PAZ E; FERNÁNDEZ BALDO M; TESÁN I; RINALDI TOSI ME; GARRO N

Mendoza

Congreso; XXXVI REUNIÓN CIENTIFICA ANUAL DE LA SOCIEDAD DE BIOLOGÍA DE CUYO; 2018

Sociedad de Biología de Cuyo

Xanthomona arboricola (Xa) species are the major cause for premature drop fruit in walnuts, hazelnutus, almonds and other fruits dried, and responsible to of great economic losses throughout the world.
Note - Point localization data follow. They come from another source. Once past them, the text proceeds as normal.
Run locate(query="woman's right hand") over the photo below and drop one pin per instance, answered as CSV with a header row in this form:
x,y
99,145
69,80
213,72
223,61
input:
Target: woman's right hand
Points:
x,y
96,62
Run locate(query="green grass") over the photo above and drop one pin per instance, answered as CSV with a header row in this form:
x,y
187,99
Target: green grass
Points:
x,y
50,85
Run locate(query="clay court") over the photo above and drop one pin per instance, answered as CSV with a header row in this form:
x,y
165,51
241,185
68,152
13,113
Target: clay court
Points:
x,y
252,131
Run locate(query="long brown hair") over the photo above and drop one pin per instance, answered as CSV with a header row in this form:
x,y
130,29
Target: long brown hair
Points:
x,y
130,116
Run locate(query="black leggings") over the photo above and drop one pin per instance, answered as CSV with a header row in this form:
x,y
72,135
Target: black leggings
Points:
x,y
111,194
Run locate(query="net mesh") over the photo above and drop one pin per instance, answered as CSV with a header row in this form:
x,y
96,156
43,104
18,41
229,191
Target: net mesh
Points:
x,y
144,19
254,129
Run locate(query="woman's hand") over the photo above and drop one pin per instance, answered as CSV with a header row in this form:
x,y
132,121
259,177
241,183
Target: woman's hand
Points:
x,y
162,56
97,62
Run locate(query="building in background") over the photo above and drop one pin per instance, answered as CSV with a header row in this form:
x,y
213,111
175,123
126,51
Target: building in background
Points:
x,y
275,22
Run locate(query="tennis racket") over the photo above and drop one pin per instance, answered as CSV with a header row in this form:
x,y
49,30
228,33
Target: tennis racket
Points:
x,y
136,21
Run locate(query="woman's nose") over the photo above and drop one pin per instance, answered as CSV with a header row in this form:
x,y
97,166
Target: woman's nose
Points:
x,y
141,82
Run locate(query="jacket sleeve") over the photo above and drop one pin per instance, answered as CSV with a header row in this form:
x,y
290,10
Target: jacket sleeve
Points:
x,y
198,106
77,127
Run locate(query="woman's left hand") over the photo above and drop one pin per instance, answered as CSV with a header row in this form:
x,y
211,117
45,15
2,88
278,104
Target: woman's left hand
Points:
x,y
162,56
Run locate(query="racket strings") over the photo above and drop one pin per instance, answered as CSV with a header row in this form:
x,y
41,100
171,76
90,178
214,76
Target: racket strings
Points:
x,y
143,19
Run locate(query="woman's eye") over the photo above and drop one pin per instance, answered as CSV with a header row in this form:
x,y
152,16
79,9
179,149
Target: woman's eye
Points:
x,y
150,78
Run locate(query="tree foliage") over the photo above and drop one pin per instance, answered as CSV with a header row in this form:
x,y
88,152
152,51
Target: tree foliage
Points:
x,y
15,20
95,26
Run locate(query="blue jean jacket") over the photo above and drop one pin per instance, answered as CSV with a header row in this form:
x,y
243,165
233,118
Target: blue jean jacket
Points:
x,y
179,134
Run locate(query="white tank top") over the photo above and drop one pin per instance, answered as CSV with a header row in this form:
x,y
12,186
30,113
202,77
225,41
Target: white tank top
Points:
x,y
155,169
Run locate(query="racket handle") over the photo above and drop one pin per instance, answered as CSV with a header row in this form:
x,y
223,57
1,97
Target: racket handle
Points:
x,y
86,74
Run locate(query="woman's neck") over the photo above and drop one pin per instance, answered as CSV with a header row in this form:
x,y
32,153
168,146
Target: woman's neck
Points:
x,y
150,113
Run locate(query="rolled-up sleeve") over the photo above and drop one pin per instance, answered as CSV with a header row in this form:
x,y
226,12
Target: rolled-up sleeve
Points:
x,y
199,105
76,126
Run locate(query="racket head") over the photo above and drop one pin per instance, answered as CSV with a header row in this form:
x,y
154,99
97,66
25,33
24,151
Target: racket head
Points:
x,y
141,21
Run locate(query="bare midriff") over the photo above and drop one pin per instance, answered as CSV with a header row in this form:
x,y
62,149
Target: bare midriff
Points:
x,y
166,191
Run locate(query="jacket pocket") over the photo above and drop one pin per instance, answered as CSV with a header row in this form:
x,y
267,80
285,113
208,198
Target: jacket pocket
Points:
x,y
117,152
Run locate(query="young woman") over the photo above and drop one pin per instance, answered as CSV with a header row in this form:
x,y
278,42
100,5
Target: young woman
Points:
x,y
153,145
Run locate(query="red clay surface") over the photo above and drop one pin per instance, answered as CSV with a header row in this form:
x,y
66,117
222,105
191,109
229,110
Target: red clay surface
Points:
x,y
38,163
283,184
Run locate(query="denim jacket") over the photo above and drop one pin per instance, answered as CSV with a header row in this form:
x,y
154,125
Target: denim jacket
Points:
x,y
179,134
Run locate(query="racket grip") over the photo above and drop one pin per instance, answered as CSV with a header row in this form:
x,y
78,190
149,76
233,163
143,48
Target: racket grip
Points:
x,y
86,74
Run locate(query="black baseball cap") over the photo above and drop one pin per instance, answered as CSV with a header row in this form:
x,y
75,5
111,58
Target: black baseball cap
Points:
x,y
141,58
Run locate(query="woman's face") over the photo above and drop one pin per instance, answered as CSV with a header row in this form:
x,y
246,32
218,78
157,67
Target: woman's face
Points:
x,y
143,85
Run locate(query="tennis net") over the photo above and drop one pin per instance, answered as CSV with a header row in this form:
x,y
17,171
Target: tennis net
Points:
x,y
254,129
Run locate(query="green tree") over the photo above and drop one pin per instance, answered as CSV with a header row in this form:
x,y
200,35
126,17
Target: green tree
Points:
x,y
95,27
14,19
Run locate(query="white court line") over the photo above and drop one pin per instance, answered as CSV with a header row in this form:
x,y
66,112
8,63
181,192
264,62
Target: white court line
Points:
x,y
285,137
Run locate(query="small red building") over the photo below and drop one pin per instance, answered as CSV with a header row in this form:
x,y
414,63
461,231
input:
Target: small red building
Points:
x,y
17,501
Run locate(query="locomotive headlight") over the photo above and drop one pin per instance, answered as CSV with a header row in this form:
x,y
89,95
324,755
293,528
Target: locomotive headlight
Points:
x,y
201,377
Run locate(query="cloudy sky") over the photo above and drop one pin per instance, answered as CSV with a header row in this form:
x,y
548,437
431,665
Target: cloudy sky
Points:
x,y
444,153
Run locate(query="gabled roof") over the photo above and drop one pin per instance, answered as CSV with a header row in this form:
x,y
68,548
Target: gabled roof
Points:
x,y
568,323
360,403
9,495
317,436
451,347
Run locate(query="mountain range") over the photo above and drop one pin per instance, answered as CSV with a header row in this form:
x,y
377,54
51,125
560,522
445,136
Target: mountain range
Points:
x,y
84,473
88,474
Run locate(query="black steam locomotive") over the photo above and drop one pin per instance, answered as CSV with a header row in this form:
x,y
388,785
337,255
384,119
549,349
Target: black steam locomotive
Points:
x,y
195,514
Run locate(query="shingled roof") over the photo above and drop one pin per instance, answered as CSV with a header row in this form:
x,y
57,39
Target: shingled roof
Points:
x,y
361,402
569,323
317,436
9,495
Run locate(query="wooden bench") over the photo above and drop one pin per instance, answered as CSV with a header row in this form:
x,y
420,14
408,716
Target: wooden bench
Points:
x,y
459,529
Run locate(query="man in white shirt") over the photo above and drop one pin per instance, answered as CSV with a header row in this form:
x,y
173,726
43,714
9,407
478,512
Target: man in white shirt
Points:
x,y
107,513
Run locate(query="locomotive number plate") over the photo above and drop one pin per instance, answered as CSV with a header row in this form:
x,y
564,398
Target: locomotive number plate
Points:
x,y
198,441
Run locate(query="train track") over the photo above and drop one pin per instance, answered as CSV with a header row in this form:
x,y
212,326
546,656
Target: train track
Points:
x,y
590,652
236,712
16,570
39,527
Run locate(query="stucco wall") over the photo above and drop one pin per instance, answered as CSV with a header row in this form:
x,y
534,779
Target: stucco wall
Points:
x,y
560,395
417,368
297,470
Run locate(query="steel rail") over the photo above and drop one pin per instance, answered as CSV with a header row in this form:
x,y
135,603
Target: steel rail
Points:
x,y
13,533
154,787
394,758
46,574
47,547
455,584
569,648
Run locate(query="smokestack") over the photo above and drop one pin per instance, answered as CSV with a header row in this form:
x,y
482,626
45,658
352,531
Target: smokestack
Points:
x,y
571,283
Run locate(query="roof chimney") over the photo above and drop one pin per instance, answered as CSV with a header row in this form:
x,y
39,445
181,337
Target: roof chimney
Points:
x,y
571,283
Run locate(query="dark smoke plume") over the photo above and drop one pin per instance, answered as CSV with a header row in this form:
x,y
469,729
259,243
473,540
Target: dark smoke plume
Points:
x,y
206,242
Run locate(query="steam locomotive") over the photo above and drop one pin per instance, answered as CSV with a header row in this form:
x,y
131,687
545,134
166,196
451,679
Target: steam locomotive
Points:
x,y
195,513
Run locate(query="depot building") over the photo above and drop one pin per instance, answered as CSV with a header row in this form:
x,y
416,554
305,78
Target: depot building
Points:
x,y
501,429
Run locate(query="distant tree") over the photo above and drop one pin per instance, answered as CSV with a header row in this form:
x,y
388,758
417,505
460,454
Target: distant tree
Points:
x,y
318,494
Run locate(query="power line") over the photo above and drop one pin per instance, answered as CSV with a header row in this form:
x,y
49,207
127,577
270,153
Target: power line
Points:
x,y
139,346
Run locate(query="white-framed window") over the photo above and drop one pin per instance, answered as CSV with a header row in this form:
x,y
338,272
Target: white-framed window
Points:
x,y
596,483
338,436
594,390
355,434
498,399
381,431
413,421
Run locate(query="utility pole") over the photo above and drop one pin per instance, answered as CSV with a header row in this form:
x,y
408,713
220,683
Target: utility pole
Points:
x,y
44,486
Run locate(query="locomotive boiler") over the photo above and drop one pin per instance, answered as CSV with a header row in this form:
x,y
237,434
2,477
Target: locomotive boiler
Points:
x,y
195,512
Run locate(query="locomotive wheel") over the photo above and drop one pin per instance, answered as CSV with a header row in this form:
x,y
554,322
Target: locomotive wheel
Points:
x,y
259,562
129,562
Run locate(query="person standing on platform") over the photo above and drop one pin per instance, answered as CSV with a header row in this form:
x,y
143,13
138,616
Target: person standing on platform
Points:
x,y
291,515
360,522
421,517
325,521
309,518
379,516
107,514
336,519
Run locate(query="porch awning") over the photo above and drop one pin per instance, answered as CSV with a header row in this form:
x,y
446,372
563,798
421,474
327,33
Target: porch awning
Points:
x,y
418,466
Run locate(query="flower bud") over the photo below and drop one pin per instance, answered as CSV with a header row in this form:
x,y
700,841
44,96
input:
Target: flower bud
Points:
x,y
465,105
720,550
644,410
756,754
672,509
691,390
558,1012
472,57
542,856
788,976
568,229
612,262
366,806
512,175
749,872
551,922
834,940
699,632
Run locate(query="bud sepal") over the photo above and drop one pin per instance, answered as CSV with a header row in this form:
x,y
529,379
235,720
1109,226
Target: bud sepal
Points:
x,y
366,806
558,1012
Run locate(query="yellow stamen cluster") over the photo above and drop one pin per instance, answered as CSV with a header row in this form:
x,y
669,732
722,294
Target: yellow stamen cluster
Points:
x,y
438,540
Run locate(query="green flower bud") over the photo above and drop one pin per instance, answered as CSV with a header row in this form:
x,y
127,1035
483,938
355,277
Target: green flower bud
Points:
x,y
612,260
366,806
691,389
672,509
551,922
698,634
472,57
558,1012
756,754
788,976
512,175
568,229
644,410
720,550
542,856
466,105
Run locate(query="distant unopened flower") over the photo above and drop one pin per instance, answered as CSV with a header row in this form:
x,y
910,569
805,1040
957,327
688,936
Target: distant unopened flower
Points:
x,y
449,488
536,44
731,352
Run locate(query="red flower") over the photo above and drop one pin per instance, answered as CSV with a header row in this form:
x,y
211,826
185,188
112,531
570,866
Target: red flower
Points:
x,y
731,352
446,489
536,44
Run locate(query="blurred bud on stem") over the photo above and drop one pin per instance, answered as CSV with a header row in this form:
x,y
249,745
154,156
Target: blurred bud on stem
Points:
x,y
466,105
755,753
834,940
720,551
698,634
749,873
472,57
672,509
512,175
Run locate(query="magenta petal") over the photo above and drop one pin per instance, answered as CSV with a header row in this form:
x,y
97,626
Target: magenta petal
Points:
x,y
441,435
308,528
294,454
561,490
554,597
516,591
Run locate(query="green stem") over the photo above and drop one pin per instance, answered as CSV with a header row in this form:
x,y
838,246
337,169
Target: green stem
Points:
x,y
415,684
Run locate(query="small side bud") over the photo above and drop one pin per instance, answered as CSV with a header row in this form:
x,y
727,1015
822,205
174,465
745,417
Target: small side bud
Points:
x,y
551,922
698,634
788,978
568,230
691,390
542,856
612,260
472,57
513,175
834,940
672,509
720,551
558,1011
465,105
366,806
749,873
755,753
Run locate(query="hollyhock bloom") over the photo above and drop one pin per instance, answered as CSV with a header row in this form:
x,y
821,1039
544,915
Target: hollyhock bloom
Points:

On the over hand, Loop-mediated isothermal amplification (LAMP) is a simple, specific, economic and rapid nucleic acid amplification method compared to the conventional PCR assay. This study aims to develop methods that allow early diagnosis, anticipate infection by microorganisms and act quickly on plants health and control strategies. For this purpose, different target genes such as XopA, XopAH and XopG were studied together with various primers for both isothermal amplification and conventional PCR using Bioedit and PrimeExplore V4 software respectively. Thus, samples of bacteria were isolated from infected tissues, from which the genomic material was extracted using column purification techniques and direct isolation of colonies, and kept at -20°C until its used. For LAMP-PCR asssays external primers (F3-B3), inside primers (FIP-BIP) and Bst 2.0 warm start polymerase, and for conventional PCR assays, commun primers and Taq polymerase were used. Amplifications were detected in 1.8% agarose gel, which showed two characteristics fragments that were compared with a ladder. To compare results, we used conventional PCR primers (LF and LB), the latter was also performed to verify the functioning of the primers to be used in LAMP-PCR. Amplifications for LAMP-PCR were detected by simple visualization with turbidimetric method by magnesium pyrophosphate precipitate formation and fluorometric method by addition of ethidium bromide in both reaction tubes. The results of LAMP-PCR assay obtained during the analysis of nut samples from different regions of Rio Negro valley showed that XopA and XopAH genes were positive after 25 minutes reaction and XopG gene negative results. Moreover, the same genes showed positive results in conventional PCR assay with similar specificity. We concluded that the LAMP-PCR cualitative assay can be used to detect different genes that recognize microorganisms responsible for premature drop and thus make early detection before that occur physic manifestation of the symptomatology. It also does not require a thermal cycler and is an excellent tool for the development of diagnostic kit.